是紀錄,也是觀察,胡台麗的紀錄片新作《讓靈魂回家》,用人類學家的情感,拍出太巴塱人在挫折中,勇於追尋文化根源的激情與浪漫。


學者最忌做自己專業領域外的事,怕被說是「半調子」。但中研院民族所研究員胡台麗一手拿筆寫學術論文,另一手拿攝影機拍電影。20年來,她完成了8部人類學紀錄片,題材包括原住民、榮民、本省籍婦女,以及農村的變遷。

胡台麗的跨界事績還不止於此。她長期浸潤於原住民排灣族研究,先前從未想過會選擇不甚熟悉的阿美族議題進行影像紀錄,而且一拍就是8年,才完成2011年年底正式發表的《讓靈魂回家》。她把她的第一部阿美族紀錄片,獻給了太巴塱部落。

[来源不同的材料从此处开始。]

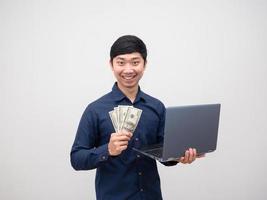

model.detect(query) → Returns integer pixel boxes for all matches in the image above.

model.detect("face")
[110,52,146,89]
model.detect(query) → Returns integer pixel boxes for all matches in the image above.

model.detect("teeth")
[123,76,134,80]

「如果人類學者不主動站出來攝製民族誌影片,就只好任憑台灣觀眾在采風式的原住民影像中接收訊息。」22年前,胡台麗寫下這句文字自惕;現在,她仍是台灣唯一一位密集且大量拍攝民族誌影片的人類學者。

遲來的挑戰

有趣的是,《讓靈魂回家》的拍片構想,一開始並不存在。胡台麗表示,2003年,民族所博物館館長把太巴塱部落想要索討祖屋柱子的信轉給她看,她當下唯一的念頭是:「這事終於臨到我們頭上了。」

當時,其他國家的原住民向博物館提出歸還文物的要求已很普遍。美國聯邦政府甚至早在1990年便通過《美國原住民墓穴保護及回復法案》,要求受聯邦經費補助的博物館及其他典藏機構,歸還原屬於美國原住民的文物。

胡台麗心想,太巴塱青年提出的訴求很有意義,放在台灣的脈絡來看,是原住民對傳統文化主體性的追求。一開始,胡台麗只是單純地想把事件過程紀錄下來,並無拍片的構想,因此,年輕人到民族所拜訪當天,她用的是DV,而非正式攝影機拍攝。

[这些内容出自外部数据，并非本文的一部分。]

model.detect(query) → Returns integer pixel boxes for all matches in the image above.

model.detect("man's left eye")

隨著追討行動持續進展,部落巫師到民族所舉行儀式、與祖靈對話,以及後來出現Kakita'an祖屋繼承人與部落發生土地糾紛,胡台麗嗅到事情並不只是歸還文物那麼單純,如果只是紀錄,而非以一部完整的紀錄片呈現,可能沒人可以看懂太巴塱部落究竟發生了什麼事。

太巴塱人迎回祖靈後,胡台麗多次前進部落,觀察他們討論、爭議如何重建祖屋,也看到年輕人推動文化復振的工作,這時,拍成紀錄片的計畫輪廓也越來越清楚。

而為了讓影像品質達到紀錄片的水準,胡台麗找來從她第5部紀錄片《愛戀排灣笛》就開始合作的攝影師李中旺,加入影像的拍攝。

拍攝、後製,8年抗戰

從2003年太巴塱年輕人提出索回祖柱,2004年正式迎回祖靈、2006年完成祖屋的重建,到部落土地糾紛未解、民族所協助祖屋繼承人申請文化景觀的認證,重建後的祖屋依舊風波不斷,對胡台麗而言,似乎看不到拍攝的句點,唯一能做的,就是一直拍下去,等到可開始剪輯時,已拍了兩百多小時的毛片。

影像資料如此大量、龐雜的情況,胡台麗還是第一次遇到。她說,以前拍16釐米影片,10小時長度的毛片,大約可剪成1小時的片子。而現在要把200小時的毛片,剪成七、八十分鐘的片子,資料整理的難度非以前的拍片經驗可比。

再者,從迎靈到祖屋重建,涉及巫師儀式及太巴塱起源的神話,都以阿美語發音,必須透過事後轉譯,再找出適合剪入的片段,再再拉長了影片後製的時間。

2011年紀錄片完成,距太巴塱人提出返還柱子的要求,足足長達8 年,是胡台麗至今拍攝耗時最久的紀錄片。

中立,不代表沒立場

胡台麗借自太巴塱青年Fuday的發想,將片名取作《讓靈魂回家》。影片處理了造成太巴塱部落現況的歷史因素,包括日本殖民、國民政府統治,以及改信基督宗教對傳統祖靈信仰的衝擊。此外,為了保存文物,卻導致部落失去神聖的精神文化,博物館的角色,也是片中討論的重點。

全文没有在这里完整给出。